La peinture et l’art en général sont un moyen utilisé par bien des artistes pour exprimer une vision particulière de la réalité. Elle illustre souvent par des symboles et des idées synthétiques une part de l’univers méta-sensible qui ne peut, directement, être exprimée par la conceptualisation scientifique. Ce peut donc être une réalité authentique revue et traduite par cet artiste. Biensur nous avons le nez dans la merde, ou tout au moins trop au-dessus de l’assiette pour se faire une idée de l’univers dans lequel est le monde qui contient le pays dans une région duquel il y a une ville où au croisement de deux rues, il y a le restaurant dans la salle à manger duquel nous sommes attablés avec d’autres mangeurs pour allons notre soupe. D’où l’intérêt d’une bonne éducation, qui vous pousse à vous tenir bien droit à table et de porter votre cuillère à la bouche. Mais une œuvre a souvent plus d’ambition que d’être le reflet d’une bonne éducation ou de s’appliquer à une simple représentation qui n’en est finalement que le point de départ.

Doit-on subir ce cauchemar? Pourquoi le plus grand nombre obéit-il aux ordres de quelques-uns? Si tous les gens qui paient l’impôt sur le revenu et toutes les entreprises qui collectent les impôts indirects cessaient du jour au lendemain de payer ou de collecter l’impôt, le Pouvoir ne pourrait plus être exercé, car il ne pourrait plus payer la fidélité du corps d’exécutants qui le soutient. Nous serions débarrassés de toutes les nuisances que cette "classe" de voleurs qui s’autoproclament et s’auto-reproduisent dans une hiérarchie qui leur est salutaire à satisfaire une auto-redistribution des plus hiérarchiquement et personnellement intéressées (2).
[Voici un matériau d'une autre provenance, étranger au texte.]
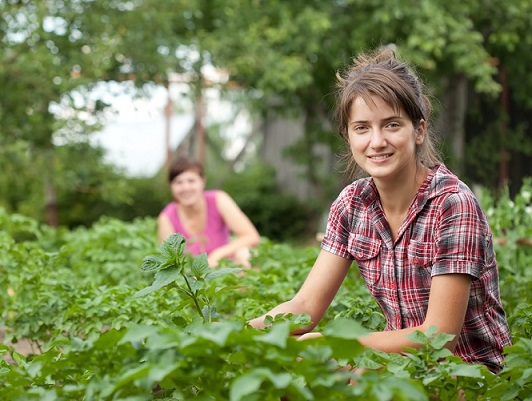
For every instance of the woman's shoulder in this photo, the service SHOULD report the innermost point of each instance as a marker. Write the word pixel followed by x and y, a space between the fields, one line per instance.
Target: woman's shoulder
pixel 169 208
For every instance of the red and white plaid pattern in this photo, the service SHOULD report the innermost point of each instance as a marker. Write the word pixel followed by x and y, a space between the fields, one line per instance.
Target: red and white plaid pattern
pixel 445 232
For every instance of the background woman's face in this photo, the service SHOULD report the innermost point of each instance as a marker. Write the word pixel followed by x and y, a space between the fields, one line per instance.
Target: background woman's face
pixel 187 188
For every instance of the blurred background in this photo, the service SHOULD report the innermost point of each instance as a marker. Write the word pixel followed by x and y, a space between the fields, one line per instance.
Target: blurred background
pixel 98 96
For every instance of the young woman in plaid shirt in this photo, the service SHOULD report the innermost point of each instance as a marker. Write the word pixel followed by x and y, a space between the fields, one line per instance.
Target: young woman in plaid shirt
pixel 416 232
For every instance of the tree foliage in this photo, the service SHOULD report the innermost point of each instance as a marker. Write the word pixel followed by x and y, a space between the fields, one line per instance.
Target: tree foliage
pixel 282 55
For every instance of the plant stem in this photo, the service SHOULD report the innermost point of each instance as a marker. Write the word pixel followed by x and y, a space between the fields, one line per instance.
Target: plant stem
pixel 193 296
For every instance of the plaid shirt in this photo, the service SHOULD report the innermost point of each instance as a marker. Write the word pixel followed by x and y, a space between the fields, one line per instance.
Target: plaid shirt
pixel 445 231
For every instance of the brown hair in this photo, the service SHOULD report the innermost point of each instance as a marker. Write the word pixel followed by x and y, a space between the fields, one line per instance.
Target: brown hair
pixel 184 164
pixel 380 73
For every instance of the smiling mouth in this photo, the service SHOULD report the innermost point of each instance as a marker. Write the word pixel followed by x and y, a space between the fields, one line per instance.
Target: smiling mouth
pixel 380 157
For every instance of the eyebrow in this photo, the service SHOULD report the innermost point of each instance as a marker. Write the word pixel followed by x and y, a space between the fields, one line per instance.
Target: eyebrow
pixel 384 119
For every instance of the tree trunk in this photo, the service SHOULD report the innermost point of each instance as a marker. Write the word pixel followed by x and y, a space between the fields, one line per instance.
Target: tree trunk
pixel 451 121
pixel 50 195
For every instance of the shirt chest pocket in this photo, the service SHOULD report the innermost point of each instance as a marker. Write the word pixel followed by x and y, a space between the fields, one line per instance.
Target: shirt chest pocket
pixel 420 254
pixel 367 253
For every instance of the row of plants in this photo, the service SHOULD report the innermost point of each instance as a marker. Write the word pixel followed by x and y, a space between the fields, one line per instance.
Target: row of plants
pixel 113 315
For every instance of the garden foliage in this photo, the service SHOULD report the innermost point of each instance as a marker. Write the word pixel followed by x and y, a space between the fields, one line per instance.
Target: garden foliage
pixel 116 316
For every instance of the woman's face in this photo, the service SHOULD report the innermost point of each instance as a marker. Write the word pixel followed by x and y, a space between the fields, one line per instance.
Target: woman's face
pixel 383 142
pixel 187 188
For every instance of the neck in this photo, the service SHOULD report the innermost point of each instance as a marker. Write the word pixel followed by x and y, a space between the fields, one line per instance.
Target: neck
pixel 397 195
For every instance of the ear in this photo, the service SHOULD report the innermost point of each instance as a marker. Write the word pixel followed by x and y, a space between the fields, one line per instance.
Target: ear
pixel 420 132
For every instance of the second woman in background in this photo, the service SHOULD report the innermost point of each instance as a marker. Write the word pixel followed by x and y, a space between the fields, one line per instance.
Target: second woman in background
pixel 210 220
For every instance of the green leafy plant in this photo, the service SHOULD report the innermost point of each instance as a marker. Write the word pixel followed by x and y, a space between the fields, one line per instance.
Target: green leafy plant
pixel 171 263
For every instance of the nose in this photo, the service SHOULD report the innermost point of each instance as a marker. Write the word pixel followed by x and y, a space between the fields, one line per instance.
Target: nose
pixel 377 139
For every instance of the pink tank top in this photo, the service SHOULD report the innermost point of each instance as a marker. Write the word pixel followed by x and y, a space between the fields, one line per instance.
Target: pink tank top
pixel 216 232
« Le roi se trompe, le peuple paie. » Quintus Horatius Flaccus dit Horace (-65 à -8) (3).

J’ai trouver dans un vieux livre de chansons jauni, aux pages toutes écornées, ce petit texte, qui à sa façon, illustre bien cette citation audacieuse du célèbre poète romain: « Ban des Sauvages. Les sauvages partent en expédition : se taper sur les jambes alternativement et avec ensemble. Ils montent une côte : taper plus lentement. Ils la descendent : plus vite. Ils passent le pont : se taper sur la poitrine avec ensemble. Ils aperçoivent un village : You, You, You. Les habitants du village qui ont peur : Aaaa, Aaaaaa… Les sauvages aiguisent leurs couteaux : se frotter les mains vigoureusement et en mesure. Puis s’arrêtent. Le chef des sauvages donne le signal : Rhâ ! Les sauvages courent vers le village. Massacre général : hurlements, cris. Les sauvages allument le feu pour faire cuire leurs victimes. Bruit de l’allumettes : crac, crac, crac. Le feu a pris : grrrrrrrrr… Le feu s’étend : grondement plus fort. Le feu brûle le village : grondement formidable. Cris de douleur des sauvages. Tout le monde : Ils sont fichus ! »

Jean-Bernard Pouchous - 2008.

Bibliographie :

-1- Alain Blanchard, La comédie de Ménandre, Politique, éthique, esthétique, éd. PU Paris-Sorbonne, coll. Hellenica, 2007.

-2- Victor Basch, L’Individualisme anarchiste, éd. L’Harmattan, coll. Archives Karéline, 2008.

-3- François Villeneuve, Odile Ricoux, Satires de Horace, éd. Belles lettres, coll. Classique en poche, 2002.